La mayoría de los cuentos que escribe Álvaro Uribe (Ciudad de México, 1953) nacen en sus sueños, en un escenario donde el autor cambia el curso y el sentido de historias conocidas como la manzana que muerde Adán y Eva, el libro del destino que lee el apóstol Juan o la enseñanza de la religión a los indígenas mexicanos durante la Conquista española.
“He escrito historias de todo tipo, algunas de ellas basadas en cosas que he leído, es decir, en la tradición literaria, como por ejemplo el cuento “Historia de historias” que se basa en el primer cuentista de la lengua española: el Conde de Lucanor”, señala Uribe a propósito de su reciente libro Historia de historias, editado por Malpaso y en donde se reúnen por primera vez todos los cuentos hechos por el autor mexicano.
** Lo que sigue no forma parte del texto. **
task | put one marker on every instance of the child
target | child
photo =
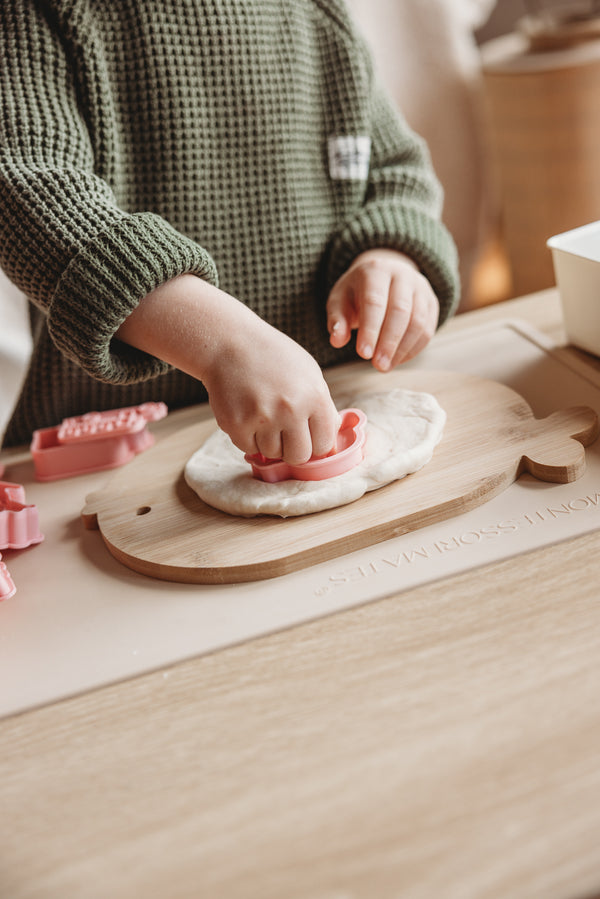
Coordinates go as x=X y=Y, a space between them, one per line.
x=203 y=199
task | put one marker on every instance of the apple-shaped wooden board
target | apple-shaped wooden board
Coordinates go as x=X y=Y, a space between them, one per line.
x=154 y=523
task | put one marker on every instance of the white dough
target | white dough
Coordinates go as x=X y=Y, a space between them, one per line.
x=403 y=428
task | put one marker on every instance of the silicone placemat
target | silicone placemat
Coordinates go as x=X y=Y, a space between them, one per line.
x=80 y=619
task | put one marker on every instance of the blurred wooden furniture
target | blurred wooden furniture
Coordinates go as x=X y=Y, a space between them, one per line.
x=439 y=742
x=544 y=132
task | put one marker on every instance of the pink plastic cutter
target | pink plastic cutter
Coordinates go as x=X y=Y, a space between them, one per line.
x=19 y=527
x=348 y=452
x=94 y=441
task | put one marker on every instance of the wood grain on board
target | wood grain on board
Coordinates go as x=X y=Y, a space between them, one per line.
x=155 y=524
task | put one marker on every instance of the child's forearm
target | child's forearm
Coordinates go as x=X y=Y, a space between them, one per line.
x=186 y=322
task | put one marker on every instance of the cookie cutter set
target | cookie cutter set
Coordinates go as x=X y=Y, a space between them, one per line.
x=80 y=445
x=347 y=453
x=19 y=528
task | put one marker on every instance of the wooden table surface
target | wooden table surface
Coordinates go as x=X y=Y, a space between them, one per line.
x=444 y=742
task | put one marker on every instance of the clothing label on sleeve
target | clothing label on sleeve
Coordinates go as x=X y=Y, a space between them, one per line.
x=349 y=157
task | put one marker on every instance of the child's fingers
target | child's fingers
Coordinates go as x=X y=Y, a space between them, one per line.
x=420 y=329
x=396 y=322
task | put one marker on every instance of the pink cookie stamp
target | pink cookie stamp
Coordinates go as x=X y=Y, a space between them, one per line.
x=93 y=442
x=348 y=453
x=19 y=528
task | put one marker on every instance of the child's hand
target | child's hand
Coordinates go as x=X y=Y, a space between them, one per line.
x=270 y=396
x=389 y=301
x=265 y=391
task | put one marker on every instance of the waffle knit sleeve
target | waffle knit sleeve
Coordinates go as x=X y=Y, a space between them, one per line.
x=63 y=238
x=402 y=204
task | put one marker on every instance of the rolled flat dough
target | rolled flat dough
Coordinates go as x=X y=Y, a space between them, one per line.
x=403 y=428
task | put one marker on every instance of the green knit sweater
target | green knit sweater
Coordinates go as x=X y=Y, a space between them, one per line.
x=245 y=141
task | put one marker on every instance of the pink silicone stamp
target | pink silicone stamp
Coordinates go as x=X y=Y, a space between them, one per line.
x=348 y=452
x=93 y=442
x=19 y=521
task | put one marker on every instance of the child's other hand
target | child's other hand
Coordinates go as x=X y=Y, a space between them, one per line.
x=391 y=304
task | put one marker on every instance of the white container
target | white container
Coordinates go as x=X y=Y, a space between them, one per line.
x=576 y=258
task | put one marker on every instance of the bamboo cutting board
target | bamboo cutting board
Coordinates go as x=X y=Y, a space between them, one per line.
x=155 y=524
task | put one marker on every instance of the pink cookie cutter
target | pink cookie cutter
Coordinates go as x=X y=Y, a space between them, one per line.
x=93 y=442
x=7 y=585
x=19 y=521
x=19 y=527
x=348 y=452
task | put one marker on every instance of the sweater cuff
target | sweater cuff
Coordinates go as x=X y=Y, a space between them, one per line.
x=386 y=224
x=105 y=282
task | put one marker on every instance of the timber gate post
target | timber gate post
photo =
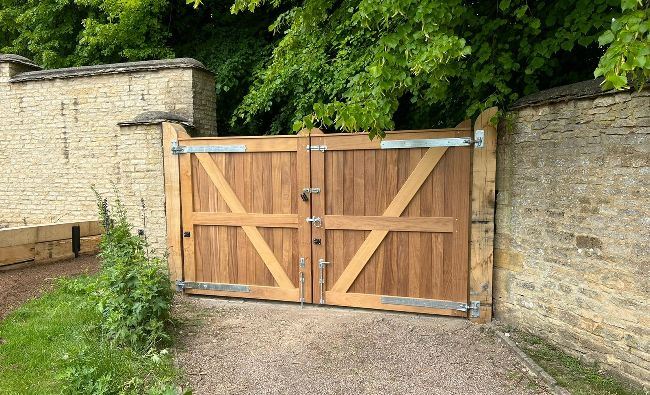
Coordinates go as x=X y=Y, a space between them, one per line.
x=482 y=230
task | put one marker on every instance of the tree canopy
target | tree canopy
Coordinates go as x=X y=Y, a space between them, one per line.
x=351 y=64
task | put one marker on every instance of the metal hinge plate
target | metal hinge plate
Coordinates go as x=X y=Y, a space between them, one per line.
x=192 y=149
x=473 y=307
x=477 y=141
x=321 y=148
x=182 y=285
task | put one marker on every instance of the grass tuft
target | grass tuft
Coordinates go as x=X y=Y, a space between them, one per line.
x=52 y=345
x=576 y=376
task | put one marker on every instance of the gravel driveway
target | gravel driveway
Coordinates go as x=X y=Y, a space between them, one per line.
x=250 y=347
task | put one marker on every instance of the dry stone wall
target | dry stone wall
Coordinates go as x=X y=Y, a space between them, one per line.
x=60 y=135
x=572 y=243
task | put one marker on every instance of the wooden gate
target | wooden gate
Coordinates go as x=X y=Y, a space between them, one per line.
x=336 y=219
También, añade, ha escrito historias vivenciales como es el cuento “Güiraldes, Borges y yo”, en donde narra el encuentro que tuvo con Jorge Luis Borges en París en 1978. En la historia, Uribe cuenta cómo llegó Borges a la inauguración de una exposición, cómo después de ofrecer una conferencia el autor del El Aleph fue llevado a una sala de invitados y puesto como una pieza de museo, ya que frente a él colocaron una silla para que los asistentes lo saludaran.
Después, cuando fue el turno de Uribe de saludar al autor argentino, éste pensó en elogiar su trabajo, en hacerlo enojar con comentarios políticos o en abrazarlo. “Eso no ocurrió exactamente así, pero sí estuve cerca de Borges, sí lo vi y me pasaron ciertos efectos respecto a Borges”.
Las historias que nacen de sus sueños, explica el Premio Xavier Villarrutia, son una mayoría y no son la excepción sus recientes tres cuentos: “El bolo traslaticio”, “Visión del tercero” y “El artista y el fraile”.